Carl Bell and Jeff Abercrombie grew up as boyhood friends in a small Western Tennessee town ("Carl's mother used to baby-sit me when I was in diapers," recalls Abercrombie with a smile). Growing up without television in a "two stop light" town, Bell's primary entertainment as a teenager was listening to the 500 vinyl albums his older brother won from a Memphis radio station. "Instead of coming home and watching 'Gilligan's Island,'" says Bell, "I'd throw on a Stones record."
Although both boys started out playing guitar, Abercrombie jokes that Bell slyly convinced him to play the bass "'cause it was cooler." In a town so small that there were only 27 people in Bell's graduating class, the guys found themselves struggling to find fellow musicians. Abercrombie was actually the first to meet Brett Scallions, who grew up in the town of Brownsville, Tennessee and was trying to get by playing small gigs with various musicians.

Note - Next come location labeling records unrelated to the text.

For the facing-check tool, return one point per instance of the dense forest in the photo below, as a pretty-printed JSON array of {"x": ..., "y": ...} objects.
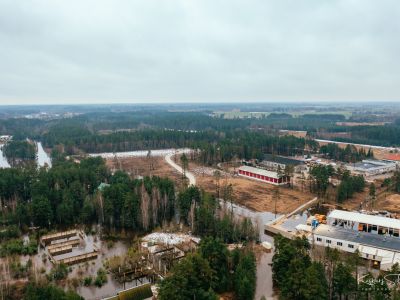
[
  {"x": 211, "y": 270},
  {"x": 331, "y": 276}
]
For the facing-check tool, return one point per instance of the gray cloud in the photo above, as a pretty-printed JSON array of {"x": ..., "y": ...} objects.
[{"x": 198, "y": 50}]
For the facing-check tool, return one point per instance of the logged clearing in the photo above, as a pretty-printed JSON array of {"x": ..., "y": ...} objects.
[
  {"x": 143, "y": 166},
  {"x": 385, "y": 200},
  {"x": 378, "y": 153},
  {"x": 250, "y": 193}
]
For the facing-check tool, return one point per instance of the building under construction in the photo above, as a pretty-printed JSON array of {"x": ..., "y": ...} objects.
[{"x": 61, "y": 247}]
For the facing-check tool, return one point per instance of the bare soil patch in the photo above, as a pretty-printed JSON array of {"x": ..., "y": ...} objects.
[
  {"x": 250, "y": 193},
  {"x": 143, "y": 166}
]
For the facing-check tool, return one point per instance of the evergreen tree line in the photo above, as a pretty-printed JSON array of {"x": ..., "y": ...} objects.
[
  {"x": 69, "y": 193},
  {"x": 334, "y": 276},
  {"x": 348, "y": 154},
  {"x": 349, "y": 185},
  {"x": 210, "y": 271}
]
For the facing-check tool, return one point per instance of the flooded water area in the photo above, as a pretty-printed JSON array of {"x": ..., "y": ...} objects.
[
  {"x": 43, "y": 159},
  {"x": 43, "y": 263},
  {"x": 3, "y": 160},
  {"x": 264, "y": 259}
]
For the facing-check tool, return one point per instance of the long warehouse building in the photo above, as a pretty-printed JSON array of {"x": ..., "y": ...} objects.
[{"x": 263, "y": 175}]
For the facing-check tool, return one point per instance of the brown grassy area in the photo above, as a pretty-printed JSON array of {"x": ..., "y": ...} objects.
[
  {"x": 142, "y": 166},
  {"x": 378, "y": 153},
  {"x": 385, "y": 200},
  {"x": 352, "y": 124},
  {"x": 250, "y": 193}
]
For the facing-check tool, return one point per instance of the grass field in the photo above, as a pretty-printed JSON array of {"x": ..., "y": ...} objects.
[{"x": 258, "y": 114}]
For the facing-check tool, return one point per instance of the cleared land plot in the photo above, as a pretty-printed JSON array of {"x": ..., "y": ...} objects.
[
  {"x": 250, "y": 193},
  {"x": 142, "y": 166},
  {"x": 378, "y": 153}
]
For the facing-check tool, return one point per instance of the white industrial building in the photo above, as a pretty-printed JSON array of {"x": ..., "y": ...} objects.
[
  {"x": 375, "y": 237},
  {"x": 383, "y": 251},
  {"x": 364, "y": 223},
  {"x": 370, "y": 167},
  {"x": 263, "y": 175}
]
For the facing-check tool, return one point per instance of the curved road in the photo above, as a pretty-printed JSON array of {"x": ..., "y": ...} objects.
[{"x": 189, "y": 175}]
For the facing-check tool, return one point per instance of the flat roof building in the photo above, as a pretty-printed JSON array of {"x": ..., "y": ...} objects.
[
  {"x": 370, "y": 167},
  {"x": 383, "y": 250},
  {"x": 274, "y": 161},
  {"x": 263, "y": 175}
]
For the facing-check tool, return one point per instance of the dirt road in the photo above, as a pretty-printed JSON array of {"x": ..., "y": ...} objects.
[{"x": 189, "y": 175}]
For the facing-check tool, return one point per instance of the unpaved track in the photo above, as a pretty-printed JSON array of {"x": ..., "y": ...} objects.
[{"x": 189, "y": 175}]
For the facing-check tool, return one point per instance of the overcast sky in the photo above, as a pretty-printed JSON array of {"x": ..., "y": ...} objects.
[{"x": 206, "y": 50}]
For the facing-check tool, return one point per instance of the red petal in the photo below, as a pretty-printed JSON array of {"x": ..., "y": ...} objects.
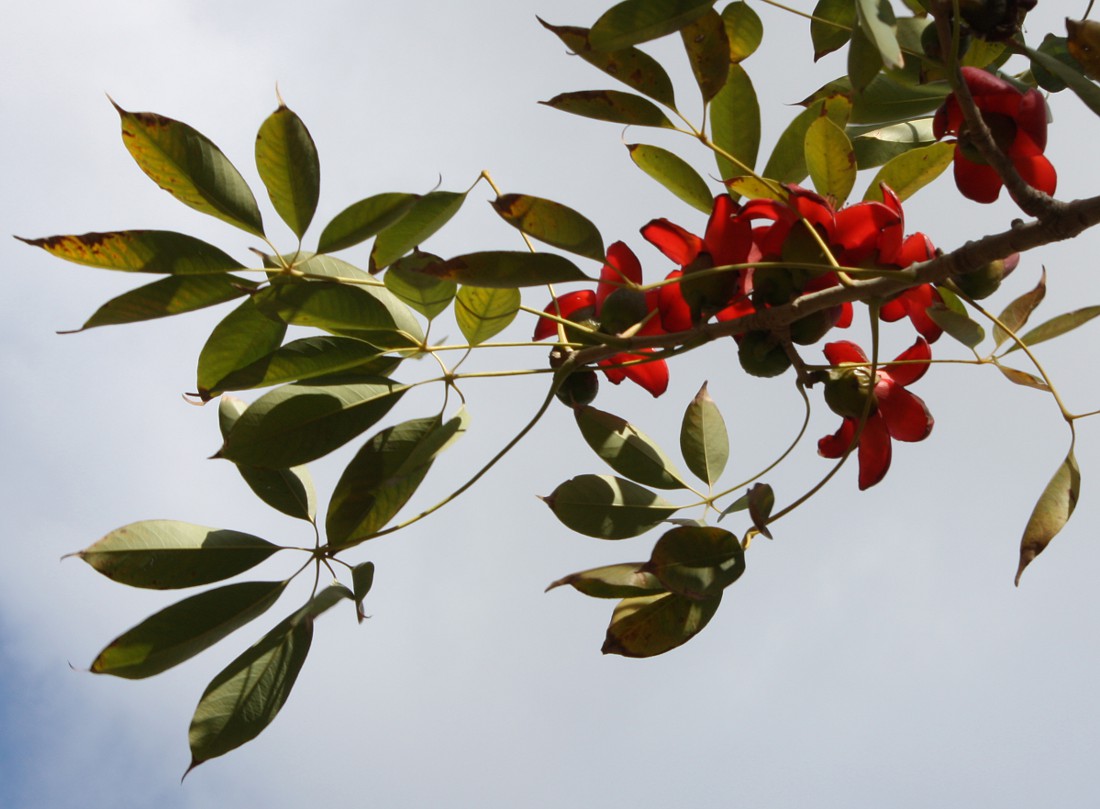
[
  {"x": 873, "y": 451},
  {"x": 672, "y": 240},
  {"x": 844, "y": 351},
  {"x": 905, "y": 415},
  {"x": 564, "y": 306}
]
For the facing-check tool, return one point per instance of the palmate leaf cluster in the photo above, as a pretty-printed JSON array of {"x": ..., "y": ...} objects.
[{"x": 350, "y": 374}]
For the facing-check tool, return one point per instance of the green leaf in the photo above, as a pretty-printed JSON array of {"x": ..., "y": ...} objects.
[
  {"x": 300, "y": 423},
  {"x": 832, "y": 24},
  {"x": 633, "y": 67},
  {"x": 611, "y": 106},
  {"x": 704, "y": 441},
  {"x": 554, "y": 223},
  {"x": 650, "y": 625},
  {"x": 306, "y": 359},
  {"x": 483, "y": 314},
  {"x": 190, "y": 167},
  {"x": 696, "y": 562},
  {"x": 244, "y": 336},
  {"x": 831, "y": 160},
  {"x": 1058, "y": 326},
  {"x": 427, "y": 295},
  {"x": 735, "y": 123},
  {"x": 1052, "y": 512},
  {"x": 1015, "y": 314},
  {"x": 385, "y": 473},
  {"x": 364, "y": 219},
  {"x": 139, "y": 251},
  {"x": 184, "y": 630},
  {"x": 911, "y": 171},
  {"x": 167, "y": 554},
  {"x": 878, "y": 22},
  {"x": 744, "y": 30},
  {"x": 1082, "y": 87},
  {"x": 369, "y": 313},
  {"x": 673, "y": 173},
  {"x": 427, "y": 215},
  {"x": 878, "y": 145},
  {"x": 607, "y": 507},
  {"x": 289, "y": 491},
  {"x": 613, "y": 581},
  {"x": 627, "y": 450},
  {"x": 245, "y": 696},
  {"x": 169, "y": 296},
  {"x": 627, "y": 23},
  {"x": 506, "y": 270},
  {"x": 286, "y": 159},
  {"x": 708, "y": 53}
]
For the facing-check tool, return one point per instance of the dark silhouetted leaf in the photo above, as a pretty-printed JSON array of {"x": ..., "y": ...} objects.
[
  {"x": 364, "y": 219},
  {"x": 627, "y": 450},
  {"x": 184, "y": 630},
  {"x": 186, "y": 164},
  {"x": 1052, "y": 512},
  {"x": 607, "y": 507},
  {"x": 650, "y": 625},
  {"x": 551, "y": 222},
  {"x": 286, "y": 159},
  {"x": 612, "y": 106},
  {"x": 704, "y": 441},
  {"x": 299, "y": 423},
  {"x": 167, "y": 554}
]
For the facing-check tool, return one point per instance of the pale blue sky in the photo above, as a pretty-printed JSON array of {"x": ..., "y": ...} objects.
[{"x": 875, "y": 654}]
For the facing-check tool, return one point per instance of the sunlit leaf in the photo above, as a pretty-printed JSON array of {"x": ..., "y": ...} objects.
[
  {"x": 704, "y": 441},
  {"x": 1015, "y": 314},
  {"x": 286, "y": 159},
  {"x": 554, "y": 223},
  {"x": 244, "y": 336},
  {"x": 167, "y": 554},
  {"x": 1052, "y": 512},
  {"x": 1057, "y": 326},
  {"x": 385, "y": 473},
  {"x": 243, "y": 699},
  {"x": 650, "y": 625},
  {"x": 613, "y": 581},
  {"x": 364, "y": 219},
  {"x": 175, "y": 295},
  {"x": 427, "y": 295},
  {"x": 289, "y": 491},
  {"x": 482, "y": 313},
  {"x": 831, "y": 160},
  {"x": 189, "y": 166},
  {"x": 506, "y": 270},
  {"x": 911, "y": 171},
  {"x": 184, "y": 630},
  {"x": 744, "y": 30},
  {"x": 627, "y": 450},
  {"x": 427, "y": 215},
  {"x": 607, "y": 507},
  {"x": 140, "y": 251},
  {"x": 707, "y": 52},
  {"x": 633, "y": 67},
  {"x": 673, "y": 173},
  {"x": 300, "y": 423},
  {"x": 634, "y": 21},
  {"x": 612, "y": 106},
  {"x": 696, "y": 562},
  {"x": 735, "y": 123}
]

As a young singer Scallions worshipped the vocals of The Cult's Ian Astbury, but Scallions' own powerful voice resonates with an unique, expressive energy. Fuel finally crystallized when Scallions joined the band on lead vocals and rhythm guitar. The group recorded an eight-song demo cassette which sold nearly 5,000 copies at shows and stores. That first flush of success convinced them that a move to a larger city with greater radio, gig and media options was essential. Although Harrisburg, Pennsylvania may not rank with Seattle or Austin as user-friendly music towns, Fuel made the most of a great location that placed them in a central point near Philadelphia, New York, Baltimore and Washington, D.C.

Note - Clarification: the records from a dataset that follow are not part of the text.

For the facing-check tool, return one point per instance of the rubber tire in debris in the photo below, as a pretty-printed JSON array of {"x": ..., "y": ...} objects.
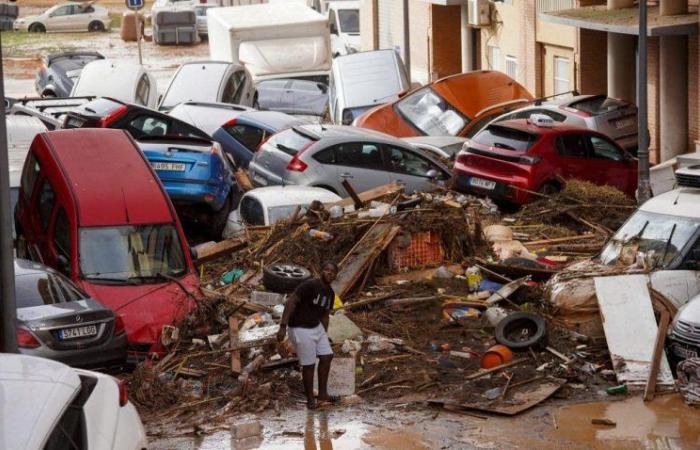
[
  {"x": 518, "y": 321},
  {"x": 284, "y": 278}
]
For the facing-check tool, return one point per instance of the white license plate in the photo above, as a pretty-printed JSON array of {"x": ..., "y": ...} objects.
[
  {"x": 78, "y": 332},
  {"x": 260, "y": 180},
  {"x": 624, "y": 123},
  {"x": 481, "y": 183},
  {"x": 684, "y": 352},
  {"x": 172, "y": 167}
]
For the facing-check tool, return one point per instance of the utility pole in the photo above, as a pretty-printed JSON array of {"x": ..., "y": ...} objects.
[
  {"x": 8, "y": 334},
  {"x": 643, "y": 183}
]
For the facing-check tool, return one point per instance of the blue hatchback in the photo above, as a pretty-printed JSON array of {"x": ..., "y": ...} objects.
[{"x": 197, "y": 176}]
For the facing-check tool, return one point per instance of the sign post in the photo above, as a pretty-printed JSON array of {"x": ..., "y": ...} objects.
[{"x": 135, "y": 6}]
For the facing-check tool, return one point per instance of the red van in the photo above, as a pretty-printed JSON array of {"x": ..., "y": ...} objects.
[{"x": 91, "y": 206}]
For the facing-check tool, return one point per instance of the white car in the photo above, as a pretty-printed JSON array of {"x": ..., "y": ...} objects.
[
  {"x": 71, "y": 16},
  {"x": 46, "y": 404},
  {"x": 269, "y": 205},
  {"x": 117, "y": 79}
]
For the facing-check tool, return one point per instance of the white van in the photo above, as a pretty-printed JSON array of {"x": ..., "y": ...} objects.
[
  {"x": 120, "y": 80},
  {"x": 363, "y": 80},
  {"x": 344, "y": 22}
]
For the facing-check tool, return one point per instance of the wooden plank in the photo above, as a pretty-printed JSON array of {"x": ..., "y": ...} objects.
[
  {"x": 372, "y": 194},
  {"x": 630, "y": 329},
  {"x": 219, "y": 249},
  {"x": 233, "y": 339},
  {"x": 416, "y": 275},
  {"x": 650, "y": 389},
  {"x": 369, "y": 247}
]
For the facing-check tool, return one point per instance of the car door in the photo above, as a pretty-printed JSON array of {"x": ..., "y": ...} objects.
[
  {"x": 572, "y": 156},
  {"x": 360, "y": 163},
  {"x": 414, "y": 171},
  {"x": 609, "y": 165}
]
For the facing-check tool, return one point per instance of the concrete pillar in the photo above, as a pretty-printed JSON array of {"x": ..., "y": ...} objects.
[
  {"x": 621, "y": 66},
  {"x": 673, "y": 87},
  {"x": 673, "y": 7},
  {"x": 467, "y": 39}
]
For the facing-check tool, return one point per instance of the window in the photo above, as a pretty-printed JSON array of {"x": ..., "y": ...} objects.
[
  {"x": 247, "y": 135},
  {"x": 148, "y": 126},
  {"x": 356, "y": 154},
  {"x": 431, "y": 114},
  {"x": 562, "y": 81},
  {"x": 143, "y": 90},
  {"x": 252, "y": 211},
  {"x": 29, "y": 175},
  {"x": 234, "y": 88},
  {"x": 512, "y": 66},
  {"x": 404, "y": 161},
  {"x": 604, "y": 149},
  {"x": 572, "y": 146},
  {"x": 62, "y": 234},
  {"x": 47, "y": 199},
  {"x": 494, "y": 57}
]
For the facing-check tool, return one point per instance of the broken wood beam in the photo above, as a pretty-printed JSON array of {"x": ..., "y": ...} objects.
[
  {"x": 650, "y": 388},
  {"x": 219, "y": 249}
]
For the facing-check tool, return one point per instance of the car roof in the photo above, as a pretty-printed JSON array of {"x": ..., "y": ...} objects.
[
  {"x": 272, "y": 196},
  {"x": 35, "y": 392},
  {"x": 95, "y": 161},
  {"x": 684, "y": 202}
]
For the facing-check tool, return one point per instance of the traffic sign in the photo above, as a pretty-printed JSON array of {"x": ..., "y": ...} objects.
[{"x": 135, "y": 4}]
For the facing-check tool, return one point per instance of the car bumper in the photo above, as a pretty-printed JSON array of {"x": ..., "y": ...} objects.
[{"x": 111, "y": 353}]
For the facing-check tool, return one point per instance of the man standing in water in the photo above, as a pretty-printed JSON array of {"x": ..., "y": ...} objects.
[{"x": 306, "y": 312}]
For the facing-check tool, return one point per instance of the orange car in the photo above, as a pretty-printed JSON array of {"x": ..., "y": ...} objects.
[{"x": 452, "y": 106}]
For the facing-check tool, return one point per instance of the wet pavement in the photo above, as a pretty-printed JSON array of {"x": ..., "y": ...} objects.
[{"x": 665, "y": 423}]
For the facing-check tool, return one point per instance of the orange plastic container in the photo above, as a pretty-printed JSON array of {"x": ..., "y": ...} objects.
[{"x": 495, "y": 356}]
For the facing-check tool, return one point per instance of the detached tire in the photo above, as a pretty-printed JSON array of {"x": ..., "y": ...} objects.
[
  {"x": 284, "y": 278},
  {"x": 521, "y": 330}
]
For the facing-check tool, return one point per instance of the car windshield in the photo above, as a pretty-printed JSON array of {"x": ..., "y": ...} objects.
[
  {"x": 132, "y": 253},
  {"x": 505, "y": 138},
  {"x": 658, "y": 236},
  {"x": 349, "y": 20},
  {"x": 431, "y": 114},
  {"x": 43, "y": 288}
]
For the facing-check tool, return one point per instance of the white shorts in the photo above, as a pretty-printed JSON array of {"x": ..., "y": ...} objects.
[{"x": 310, "y": 343}]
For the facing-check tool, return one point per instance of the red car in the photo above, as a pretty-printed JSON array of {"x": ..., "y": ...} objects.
[
  {"x": 507, "y": 159},
  {"x": 91, "y": 207}
]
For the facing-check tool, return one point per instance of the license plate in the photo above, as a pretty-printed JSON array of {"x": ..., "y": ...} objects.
[
  {"x": 260, "y": 180},
  {"x": 172, "y": 167},
  {"x": 77, "y": 332},
  {"x": 481, "y": 183},
  {"x": 624, "y": 123}
]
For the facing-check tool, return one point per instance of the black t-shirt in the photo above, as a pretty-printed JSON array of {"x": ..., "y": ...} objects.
[{"x": 315, "y": 298}]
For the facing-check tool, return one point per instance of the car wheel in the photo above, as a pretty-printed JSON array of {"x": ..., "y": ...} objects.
[
  {"x": 37, "y": 28},
  {"x": 520, "y": 331},
  {"x": 96, "y": 25},
  {"x": 549, "y": 189},
  {"x": 284, "y": 278}
]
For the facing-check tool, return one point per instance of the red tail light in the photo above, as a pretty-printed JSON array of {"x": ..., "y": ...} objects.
[
  {"x": 119, "y": 326},
  {"x": 123, "y": 394},
  {"x": 107, "y": 120},
  {"x": 25, "y": 339},
  {"x": 296, "y": 164}
]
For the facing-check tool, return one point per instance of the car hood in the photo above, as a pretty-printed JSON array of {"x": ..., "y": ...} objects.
[{"x": 146, "y": 308}]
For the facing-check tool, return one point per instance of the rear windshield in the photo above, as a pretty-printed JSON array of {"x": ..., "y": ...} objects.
[
  {"x": 290, "y": 141},
  {"x": 37, "y": 289},
  {"x": 101, "y": 107},
  {"x": 505, "y": 138},
  {"x": 599, "y": 105}
]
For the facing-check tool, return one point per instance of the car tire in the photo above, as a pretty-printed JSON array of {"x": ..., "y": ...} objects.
[
  {"x": 520, "y": 331},
  {"x": 37, "y": 28},
  {"x": 284, "y": 278},
  {"x": 96, "y": 26}
]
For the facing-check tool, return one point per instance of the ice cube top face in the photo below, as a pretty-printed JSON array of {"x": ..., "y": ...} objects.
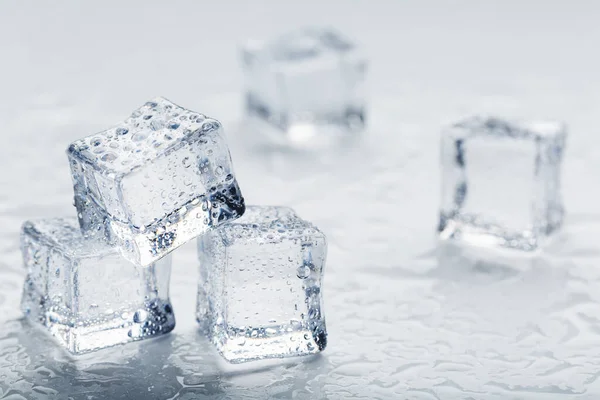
[
  {"x": 309, "y": 77},
  {"x": 155, "y": 181},
  {"x": 259, "y": 294},
  {"x": 501, "y": 182},
  {"x": 86, "y": 294}
]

"We began to build a loyal following," says Scallions. "The fan base supported us from day one and it just grew and grew." In fact, upon the release of the band's self-produced, promoted and financed EP Porcelain, local radio stations immediately jumped on an early version of "Shimmer," garnering the band early airplay, sold-out gigs, positive press and the attention of record companies. Shortly after a gig at the Electric Factory in Philadelphia, Fuel was signed to 550 Music.

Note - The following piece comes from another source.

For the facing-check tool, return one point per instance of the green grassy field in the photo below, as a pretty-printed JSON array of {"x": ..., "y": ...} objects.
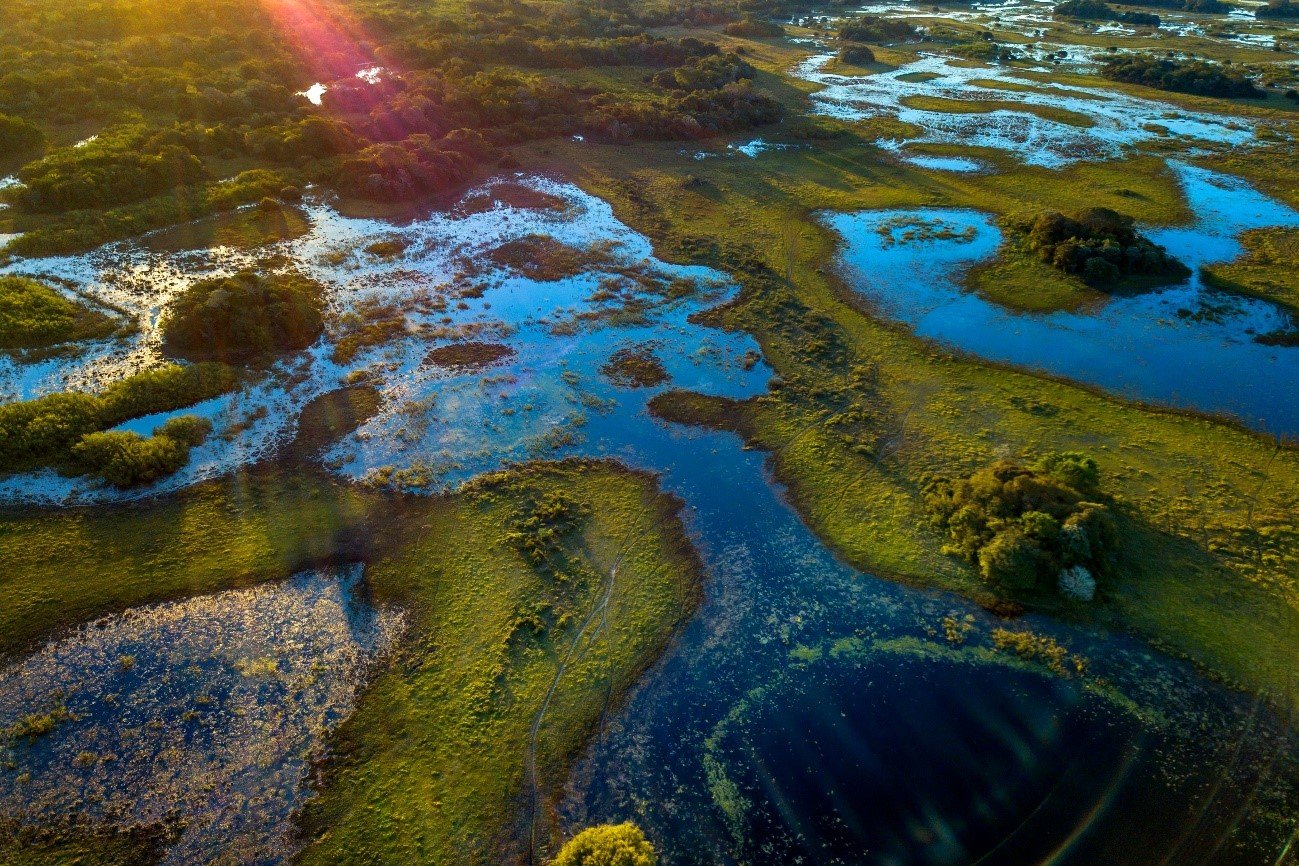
[
  {"x": 441, "y": 761},
  {"x": 867, "y": 412}
]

At the same time, drummer Kevin Miller befriended Bell, Scallions, and Abercrombie while playing with another East Coast band. After recording Sunburn with an outside session drummer, Fuel approached Miller to join them – beginning with a high-profile showcase at New York's C.B.G.B.'s, with a mere six hours of rehearsal time.
"It was my first show and they threw me right in the melting pot," laughs Miller. "I figured that I had honed my skills for years and years for a moment like this, so it was either put up or shut up!"
As gifted musicians and dynamic performers with a gold certified debut album and hits on radio and MTV, Fuel has had a truly meteoric rise through the ranks of up-and-coming rock bands. Now they're hungry to hit the road for their own headline gigs, like their appearance at Seattle's Bumbershoot Festival. All four musicians are quick to confess that they thrive on the adrenaline rush of Fuel's raucous live shows.
"I like to establish to everyone early in the set that you're coming on our ride," says Scallions, "and it's going to be a lot wilder than you expected."